Google AI Studio (Recommended for Free)¶

Best Free Option

Gemini 2.5 Pro (best free model)
Gemini 2.5 Flash (fastest)
1M token context
Sign up at aistudio.google.com

GitHub Models¶

GPT-4.1 (excellent coding)
o3-mini (reasoning)
Direct integration with OpenCode via /connect

Resources:

Awesome Free AI APIs

Groq (Fastest Inference)¶

Fastest Inference Available

Groq is not free - but it offers the fastest inference speed available (~1000+ tokens/second).

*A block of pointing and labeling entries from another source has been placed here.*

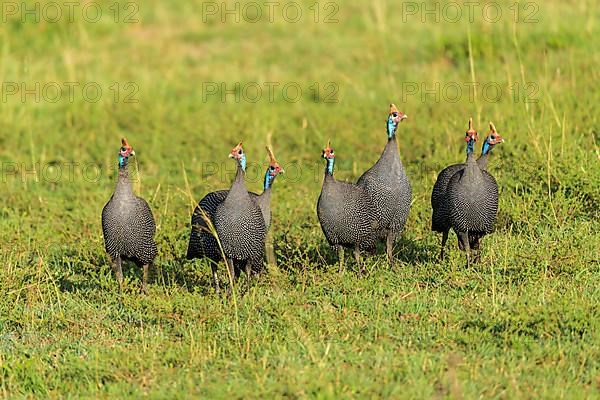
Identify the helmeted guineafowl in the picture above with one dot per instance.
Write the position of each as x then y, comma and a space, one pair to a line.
240, 224
388, 186
347, 214
202, 242
473, 203
440, 218
127, 223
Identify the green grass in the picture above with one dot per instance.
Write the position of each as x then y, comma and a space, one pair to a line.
523, 323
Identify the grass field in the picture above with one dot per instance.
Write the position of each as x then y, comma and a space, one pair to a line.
523, 323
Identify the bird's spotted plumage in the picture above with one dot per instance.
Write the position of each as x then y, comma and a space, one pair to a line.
202, 242
465, 197
347, 214
240, 225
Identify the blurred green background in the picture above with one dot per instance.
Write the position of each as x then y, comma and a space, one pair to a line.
522, 323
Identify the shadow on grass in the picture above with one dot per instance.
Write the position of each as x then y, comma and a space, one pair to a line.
413, 251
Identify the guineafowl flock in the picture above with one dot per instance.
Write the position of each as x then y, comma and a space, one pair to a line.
231, 225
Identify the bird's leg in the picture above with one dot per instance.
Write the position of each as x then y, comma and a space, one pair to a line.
117, 267
213, 267
477, 251
463, 237
444, 239
357, 258
270, 250
341, 258
248, 273
389, 244
145, 278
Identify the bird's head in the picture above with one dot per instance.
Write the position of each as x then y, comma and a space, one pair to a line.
329, 155
273, 170
394, 120
125, 152
492, 139
238, 154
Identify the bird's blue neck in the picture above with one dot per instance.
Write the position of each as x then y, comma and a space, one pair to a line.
487, 147
269, 179
391, 128
123, 161
329, 167
242, 163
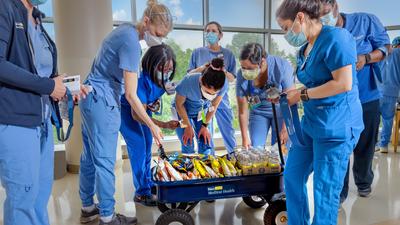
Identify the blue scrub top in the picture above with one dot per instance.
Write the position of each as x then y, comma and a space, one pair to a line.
189, 87
280, 74
119, 51
391, 74
43, 60
370, 35
203, 55
147, 91
337, 117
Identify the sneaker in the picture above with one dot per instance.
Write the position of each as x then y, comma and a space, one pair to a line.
87, 217
119, 219
364, 193
384, 149
146, 200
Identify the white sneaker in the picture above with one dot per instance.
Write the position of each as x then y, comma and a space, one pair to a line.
384, 149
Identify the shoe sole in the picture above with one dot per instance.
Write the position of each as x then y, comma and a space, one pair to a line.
85, 220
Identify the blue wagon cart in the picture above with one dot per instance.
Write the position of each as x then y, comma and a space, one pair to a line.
177, 199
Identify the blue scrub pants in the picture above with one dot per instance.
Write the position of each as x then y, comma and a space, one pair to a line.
364, 151
388, 110
224, 120
203, 148
100, 126
26, 173
138, 139
259, 126
328, 159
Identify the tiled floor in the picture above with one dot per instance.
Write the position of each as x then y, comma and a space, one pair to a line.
382, 208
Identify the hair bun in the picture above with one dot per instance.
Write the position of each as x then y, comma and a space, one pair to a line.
151, 3
217, 63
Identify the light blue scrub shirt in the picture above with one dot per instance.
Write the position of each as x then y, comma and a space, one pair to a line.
280, 74
391, 74
120, 51
370, 35
189, 87
336, 117
43, 60
203, 55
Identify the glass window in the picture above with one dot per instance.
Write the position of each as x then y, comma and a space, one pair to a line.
188, 12
47, 8
280, 47
235, 41
122, 10
238, 13
274, 6
385, 10
49, 27
393, 34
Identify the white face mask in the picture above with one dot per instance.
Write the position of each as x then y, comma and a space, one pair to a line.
208, 96
151, 40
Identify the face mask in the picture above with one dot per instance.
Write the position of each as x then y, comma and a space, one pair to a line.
329, 19
151, 40
38, 2
250, 74
170, 88
208, 96
212, 38
296, 40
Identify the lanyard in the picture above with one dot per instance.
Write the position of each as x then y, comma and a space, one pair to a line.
58, 120
292, 121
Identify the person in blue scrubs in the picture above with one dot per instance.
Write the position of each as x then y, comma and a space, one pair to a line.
390, 88
332, 121
114, 72
28, 78
371, 38
197, 99
199, 60
158, 69
257, 71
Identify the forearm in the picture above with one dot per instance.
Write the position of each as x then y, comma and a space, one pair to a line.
231, 78
139, 111
376, 56
183, 114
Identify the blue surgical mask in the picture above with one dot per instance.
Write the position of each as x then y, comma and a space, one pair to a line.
329, 19
212, 38
296, 40
38, 2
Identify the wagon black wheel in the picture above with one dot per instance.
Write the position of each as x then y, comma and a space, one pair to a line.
175, 216
276, 213
163, 207
255, 201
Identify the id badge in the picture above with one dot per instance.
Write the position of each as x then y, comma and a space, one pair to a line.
254, 102
199, 116
174, 114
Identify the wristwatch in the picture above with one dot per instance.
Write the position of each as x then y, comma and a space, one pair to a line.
367, 58
304, 95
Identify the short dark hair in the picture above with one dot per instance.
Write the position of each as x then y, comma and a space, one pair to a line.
214, 78
289, 8
331, 2
158, 55
216, 24
254, 52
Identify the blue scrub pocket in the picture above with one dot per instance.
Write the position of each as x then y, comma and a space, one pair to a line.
330, 123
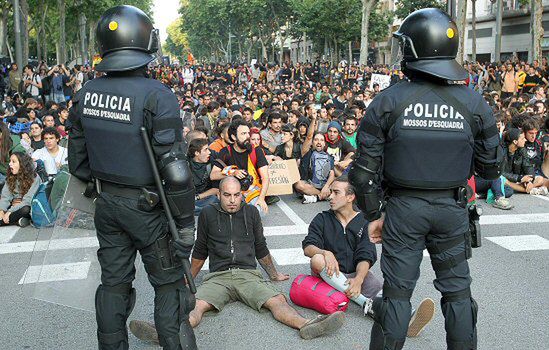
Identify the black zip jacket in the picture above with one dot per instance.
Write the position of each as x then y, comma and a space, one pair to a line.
230, 240
350, 245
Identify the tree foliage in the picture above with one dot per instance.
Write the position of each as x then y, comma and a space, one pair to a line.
252, 23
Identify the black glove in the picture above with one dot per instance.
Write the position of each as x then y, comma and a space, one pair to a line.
184, 244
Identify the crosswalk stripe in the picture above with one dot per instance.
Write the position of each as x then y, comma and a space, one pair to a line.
43, 245
269, 231
290, 213
521, 243
56, 272
514, 219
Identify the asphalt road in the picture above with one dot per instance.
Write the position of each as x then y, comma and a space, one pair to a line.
510, 284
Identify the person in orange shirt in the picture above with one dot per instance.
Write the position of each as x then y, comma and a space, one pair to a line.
510, 82
222, 140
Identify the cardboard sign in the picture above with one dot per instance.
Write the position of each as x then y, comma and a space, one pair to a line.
382, 80
282, 175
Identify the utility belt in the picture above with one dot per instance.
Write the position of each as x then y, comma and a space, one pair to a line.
147, 199
459, 194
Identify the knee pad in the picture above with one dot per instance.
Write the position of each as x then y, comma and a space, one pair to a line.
114, 305
452, 297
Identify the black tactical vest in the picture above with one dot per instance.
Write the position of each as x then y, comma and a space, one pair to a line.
111, 111
430, 146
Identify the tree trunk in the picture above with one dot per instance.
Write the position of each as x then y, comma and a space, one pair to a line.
62, 55
82, 30
367, 6
499, 20
25, 30
537, 30
41, 36
239, 50
350, 51
461, 22
4, 31
474, 30
91, 39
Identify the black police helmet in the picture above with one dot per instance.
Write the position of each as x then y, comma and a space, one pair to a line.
126, 38
429, 40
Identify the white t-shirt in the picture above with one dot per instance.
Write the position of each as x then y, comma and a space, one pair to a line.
50, 162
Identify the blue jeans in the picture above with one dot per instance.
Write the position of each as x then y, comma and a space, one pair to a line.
201, 203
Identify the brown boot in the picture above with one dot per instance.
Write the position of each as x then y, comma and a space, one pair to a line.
144, 331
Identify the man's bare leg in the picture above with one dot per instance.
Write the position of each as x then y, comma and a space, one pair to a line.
195, 316
284, 313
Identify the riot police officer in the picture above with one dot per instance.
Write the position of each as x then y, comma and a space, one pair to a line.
106, 146
421, 140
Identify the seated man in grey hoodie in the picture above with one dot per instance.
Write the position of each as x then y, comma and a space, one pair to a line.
231, 235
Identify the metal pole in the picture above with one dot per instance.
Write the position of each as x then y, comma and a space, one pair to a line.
230, 44
499, 16
451, 8
18, 48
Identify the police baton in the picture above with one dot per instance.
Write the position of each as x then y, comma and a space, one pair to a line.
164, 200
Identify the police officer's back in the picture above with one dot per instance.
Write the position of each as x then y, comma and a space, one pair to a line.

It's low-cost and integrates natively with OpenCode.

Model	Context	Notes
llama-3.3-70b-versatile	128K	Best overall
deepseek-r1-distill-llama-70b	128K	Strong reasoning
qwen-qwq-32b	128K	Fast reasoning
gemma-2-9b-it	8K	Lightweight

Setup¶

Get a free API key at console.groq.com/keys
In OpenCode, run /connect → search for "Groq" → paste your API key
Run /models to select a Groq model

Recommendations by Use Case¶

Best for Coding Tasks¶

Qwen2.5-Coder-32B (HF) - Code reasoning
GPT-4.1 (GitHub Models) - General coding
Gemini 2.5 Pro (Google AI Studio) - Long context

Best for Reasoning¶

DeepSeek-R1 (HF Hyperbolic) - Chain-of-thought
o3-mini (GitHub Models) - Reasoning
Gemini 2.5 Pro (Google) - Long context

Best for Speed¶

Groq - Fastest inference (1000+ t/s)
Qwen3-Coder-Next - 128 t/s

Best for Free Tier (No Credit Card)¶

Big Pickle (OpenCode built-in)
GLM-4.7 Flash (HF)
Gemini 2.5 Flash (Google)

Model Comparison Tables¶

Coding Models Comparison¶

Model	Provider	Context	Speed	Notes	Best For
Qwen2.5-Coder-32B	Featherless	131K	Medium	Good code reasoning	Code reasoning
DeepSeek-R1	Hyperbolic	131K	Medium	Chain-of-thought	Complex reasoning
GPT-4.1	GitHub	32K	Fast	Free tier	General coding

Free Models Comparison¶

Model	Source	Notes
Big Pickle	OpenCode	Works out of box
GLM 4.7 Flash	Hugging Face	Slower
Gemini 2.5 Flash	Google	Generous free tier
Gemma 4 31B	Hugging Face	Google's best open model

TODO: Review Schedule¶

Review monthly - check for new models
Check free tier limits changed
Update recommendations based on benchmarks

Resources¶

This is a living document. Revisit and update regularly.